Kimi K2.6 - Open-source SOTA for long-horizon coding and agent swarms
Kimi K2.6 is Moonshot’s latest open-source model, built to push coding, long-horizon execution, and agent swarms forward at the same time. It brings stronger end-to-end coding, 300-agent swarm orchestration, and improved reliability for always-on agent frameworks like OpenClaw and Hermes.


Replies
Kimi AI - Now with K2.6
Hey PH 👋
Kimi K2.6 is our latest open-source model, built for long-horizon coding and agents - 4,000+ tool calls, over 12 hours of continuous execution, with generalization across languages (Rust, Go, Python) and tasks (frontend, devops, perf optimization).
Open-source SOTA on HLE w/ tools (54.0), SWE-Bench Pro (58.6), SWE-bench Multilingual (76.7), BrowseComp (83.2), Toolathlon (50.0), Charxiv w/ python(86.7), Math Vision w/ python (93.2)
Live at kimi.com, the app, API, and Kimi Code. Would love your feedback :)
@crystal_j For a non-coder like me scripting PH launch trackers, how does Kimi K2.6 handle multi-step tool chains with error recovery? Like if an API flakes or a prompt needs human tweak mid-flow?
Flowtica Scribe
I’ve been on K2.6-code-preview for a while, and now it’s officially K2.6. It has been kind of wild!
The model really shines on long-horizon coding: thousands of tool calls across hours of continuous execution, strong generalization across languages and tasks, plus the ability to generate rich, animated frontends with real motion and 3D elements. The agent swarm upgrades (300 parallel sub-agents) and proactive 24/7 agent support also feel like a meaningful step up.
As always, Kimi keeps delivering frontier-level models as open source. Respect🫡🫡
DiffSense
@zaczuo Whats long horizon coding? What do you use it for? 1000 of calls? I do max 100 calls on PR. How well does it compare to opus 4.7? I heard the previous Kimi was almost as good as opus 4.6
Flowtica Scribe
@conduit_design Me & team mainly use it for heavy debugging in our recent Android sprint. The level of deep bugs it surfaced was not weaker than 5.4.
DiffSense
@zaczuo Ahh thats really smart. Just use it as a Smart UI-test / Unit tester.
Kilo Code
K2.6 offers SOTA-level performance at a fraction of the cost.
It's open-weights, it's fast, and optimized for long-context tasks across the codebase, as well as the day-to-day work needed to support an always-on agent like @OpenClaw and @KiloClaw.
Impressive.
Brila
How strict is Kimi with sensitive topics? How would you rate it against the big three US models on filter sensitivity toward information security, copyright, interpersonal boundaries, etc.?

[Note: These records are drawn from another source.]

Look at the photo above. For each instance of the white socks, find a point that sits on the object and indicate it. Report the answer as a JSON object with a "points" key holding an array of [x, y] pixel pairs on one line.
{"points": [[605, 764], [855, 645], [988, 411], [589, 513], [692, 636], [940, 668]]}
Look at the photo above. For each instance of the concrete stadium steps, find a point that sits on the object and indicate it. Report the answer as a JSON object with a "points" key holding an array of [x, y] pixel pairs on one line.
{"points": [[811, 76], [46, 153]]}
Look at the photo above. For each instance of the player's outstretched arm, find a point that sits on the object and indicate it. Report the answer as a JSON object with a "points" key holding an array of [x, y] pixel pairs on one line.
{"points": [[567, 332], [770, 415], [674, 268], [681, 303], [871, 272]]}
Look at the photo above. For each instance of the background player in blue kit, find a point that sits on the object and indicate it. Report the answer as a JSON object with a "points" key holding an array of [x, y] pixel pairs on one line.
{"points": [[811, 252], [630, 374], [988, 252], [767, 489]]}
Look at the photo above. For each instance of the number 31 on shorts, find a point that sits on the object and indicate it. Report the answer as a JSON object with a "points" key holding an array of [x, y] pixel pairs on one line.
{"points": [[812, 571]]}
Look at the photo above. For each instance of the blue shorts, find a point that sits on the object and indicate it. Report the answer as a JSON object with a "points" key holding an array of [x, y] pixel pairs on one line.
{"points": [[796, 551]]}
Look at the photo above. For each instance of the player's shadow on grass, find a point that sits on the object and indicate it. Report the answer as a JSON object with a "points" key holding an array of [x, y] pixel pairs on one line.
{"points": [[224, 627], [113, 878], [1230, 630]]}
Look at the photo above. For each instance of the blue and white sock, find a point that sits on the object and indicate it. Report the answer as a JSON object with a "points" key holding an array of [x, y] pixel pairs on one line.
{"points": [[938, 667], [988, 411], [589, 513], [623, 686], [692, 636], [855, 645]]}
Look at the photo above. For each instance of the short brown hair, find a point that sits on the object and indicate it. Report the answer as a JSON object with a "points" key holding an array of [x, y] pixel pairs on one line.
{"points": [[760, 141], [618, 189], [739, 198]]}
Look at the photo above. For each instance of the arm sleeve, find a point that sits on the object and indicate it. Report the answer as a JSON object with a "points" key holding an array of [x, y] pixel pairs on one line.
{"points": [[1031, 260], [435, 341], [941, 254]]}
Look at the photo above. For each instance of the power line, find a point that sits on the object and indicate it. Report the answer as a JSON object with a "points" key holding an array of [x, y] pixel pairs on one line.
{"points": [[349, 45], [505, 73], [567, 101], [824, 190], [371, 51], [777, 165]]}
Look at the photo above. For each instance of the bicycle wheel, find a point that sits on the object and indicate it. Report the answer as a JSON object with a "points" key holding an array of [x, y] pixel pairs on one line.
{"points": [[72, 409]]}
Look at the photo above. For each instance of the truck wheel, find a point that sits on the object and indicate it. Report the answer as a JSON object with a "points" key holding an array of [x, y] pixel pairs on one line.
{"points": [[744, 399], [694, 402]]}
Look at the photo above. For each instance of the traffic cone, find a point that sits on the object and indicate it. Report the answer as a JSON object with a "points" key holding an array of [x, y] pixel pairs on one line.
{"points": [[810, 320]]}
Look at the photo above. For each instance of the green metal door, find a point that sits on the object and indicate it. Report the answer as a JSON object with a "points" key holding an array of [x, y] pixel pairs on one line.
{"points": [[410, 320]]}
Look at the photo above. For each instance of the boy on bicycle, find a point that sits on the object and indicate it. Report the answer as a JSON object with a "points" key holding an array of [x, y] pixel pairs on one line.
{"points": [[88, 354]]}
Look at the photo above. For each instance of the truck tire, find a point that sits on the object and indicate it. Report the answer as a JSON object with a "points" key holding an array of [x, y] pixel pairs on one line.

I'm not talking about explicitly dangerous activity, but about legitimate tasks that that trigger the filters occasionally. An example is Claude Code refusing to configure the Microsoft Entra dashboard because it looks like a hacker attack to it.
300-agent swarm orchestration is wild — curious how reliable the long-horizon execution actually is in practice. Anyone tried it on multi-hour coding sessions yet?
Solid open-weights drop. How does K2.6 compare to Claude Sonnet on multi-file refactors where you need to hold the call graph across 30+ files? SWE-bench score looks great but curious about real-world agent loops where context drift kills smaller models.
The 300 parallel sub-agents thing is wild. Most coding agents I've used top out at like 5-10 concurrent tool calls before they start stepping on each other. If Kimi K2.6 can actually coordinate 300 without losing coherence, that's a genuine architectural advantage not just a benchmark flex. How does it handle conflicting edits when multiple agents touch the same file?
jared.so
300-agent swarm orchestration as a default capability is the bet I want to see real numbers on. Curious about the failure mode at scale: when one of the 300 sub-agents goes off-track or hallucinates a tool call, does K2.6 surface that to the orchestrator early, or does it propagate quietly through the swarm? The recovery semantics matter more than peak SWE-bench at this fan-out.